Extending range of to_tsvector et al

Started by johnkn63over 13 years ago8 messages
#1johnkn63
john.knightley@gmail.com

When using to_tsvector a number of newer unicode characters and pua
characters are not included. How do I add the characters which I desire to
be found?

Regards
John

--
View this message in context: http://postgresql.1045698.n5.nabble.com/Extending-range-of-to-tsvector-et-al-tp5726041.html
Sent from the PostgreSQL - hackers mailing list archive at Nabble.com.

#2Dan Scott
denials@gmail.com
In reply to: johnkn63 (#1)
Re: Extending range of to_tsvector et al

On Sun, Sep 30, 2012 at 1:56 PM, johnkn63 <john.knightley@gmail.com> wrote:

When using to_tsvector a number of newer unicode characters and pua
characters are not included. How do I add the characters which I desire to
be found?

I've just started digging into this code a bit, but from what I've
found src/backend/tsearch/wparser_def.c defines much of the parser
functionality, and in the area of Unicode includes a number of
comments like:

* with multibyte encoding and C-locale isw* function may fail or give
wrong result.
* multibyte encoding and C-locale often are used for Asian languages.
* any non-ascii symbol with multibyte encoding with C-locale is an
alpha character

... in concert with ifdefs around WIDE_UPPER_LOWER (in effect if
WCSTOMBS and TOWLOWER are available) to complicate testing scenarios
:)

Also note that src/test/regress/sql/tsearch.sql and
regress/sql/tsdicts.sql currently focus on English, ASCII-only data.
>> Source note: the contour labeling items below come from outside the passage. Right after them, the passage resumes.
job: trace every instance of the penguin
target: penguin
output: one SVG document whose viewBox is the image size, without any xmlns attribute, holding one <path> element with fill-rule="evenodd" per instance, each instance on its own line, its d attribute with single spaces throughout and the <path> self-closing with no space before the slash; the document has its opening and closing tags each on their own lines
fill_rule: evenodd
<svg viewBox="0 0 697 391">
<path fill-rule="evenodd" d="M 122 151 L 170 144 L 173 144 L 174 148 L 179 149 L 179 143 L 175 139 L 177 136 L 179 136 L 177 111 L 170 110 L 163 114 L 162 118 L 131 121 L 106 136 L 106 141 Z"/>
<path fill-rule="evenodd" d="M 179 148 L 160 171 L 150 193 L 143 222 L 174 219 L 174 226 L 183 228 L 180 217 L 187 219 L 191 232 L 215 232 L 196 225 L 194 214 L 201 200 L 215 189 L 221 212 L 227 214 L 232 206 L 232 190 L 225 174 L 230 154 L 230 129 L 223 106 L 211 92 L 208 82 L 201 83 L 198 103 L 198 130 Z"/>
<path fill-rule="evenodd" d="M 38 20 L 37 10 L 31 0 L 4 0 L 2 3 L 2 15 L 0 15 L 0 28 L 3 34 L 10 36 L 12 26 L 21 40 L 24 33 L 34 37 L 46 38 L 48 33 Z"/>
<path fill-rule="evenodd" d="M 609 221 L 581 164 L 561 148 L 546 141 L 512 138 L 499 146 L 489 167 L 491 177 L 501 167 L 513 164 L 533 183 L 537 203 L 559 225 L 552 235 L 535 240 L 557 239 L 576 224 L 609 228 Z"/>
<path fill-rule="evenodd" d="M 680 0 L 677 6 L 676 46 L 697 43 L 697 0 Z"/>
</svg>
Perhaps this is a good opportunity for you to describe what your
environment looks like (OS, PostgreSQL version, encoding and locale
settings for the database) and show some sample to_tsquery() @@
to_tsvector() queries that don't behave the way you think they should
behave - and we could start building some test cases as a first step?

--
Dan Scott
Laurentian University

#3john knightley
john.knightley@gmail.com
In reply to: Dan Scott (#2)
Re: Extending range of to_tsvector et al

Dear Dan,

thank you for your reply.

The OS I am using is Ubuntu 12.04, with PostgreSQL 9.1.5 installed on
a utf8 local

A short 5 line dictionary file is sufficient to test:-

raeuz
我们
𦘭𥎵
𪽖𫖂
󶒘󴮬

line 1 "raeuz" Zhuang word written using English letters and show up
under ts_vector ok
line 2 "我们" uses everyday Chinese word and show up under ts_vector ok
line 3 "𦘭𥎵" Zhuang word written using rather old Chinese charcters
found in Unicode 3.1 which came in about the year 2000 and show up
under ts_vector ok
line 4 "𪽖𫖂" Zhuang word written using rather old Chinese charcters
found in Unicode 5.2 which came in about the year 2009 but do not show
up under ts_vector ok
line 5 "󶒘󴮬" Zhuang word written using rather old Chinese charcters
found in PUA area of the font Sawndip.ttf but do not show up under
ts_vector ok (Font can be downloaded from
http://gdzhdb.l10n-support.com/sawndip-fonts/Sawndip.ttf)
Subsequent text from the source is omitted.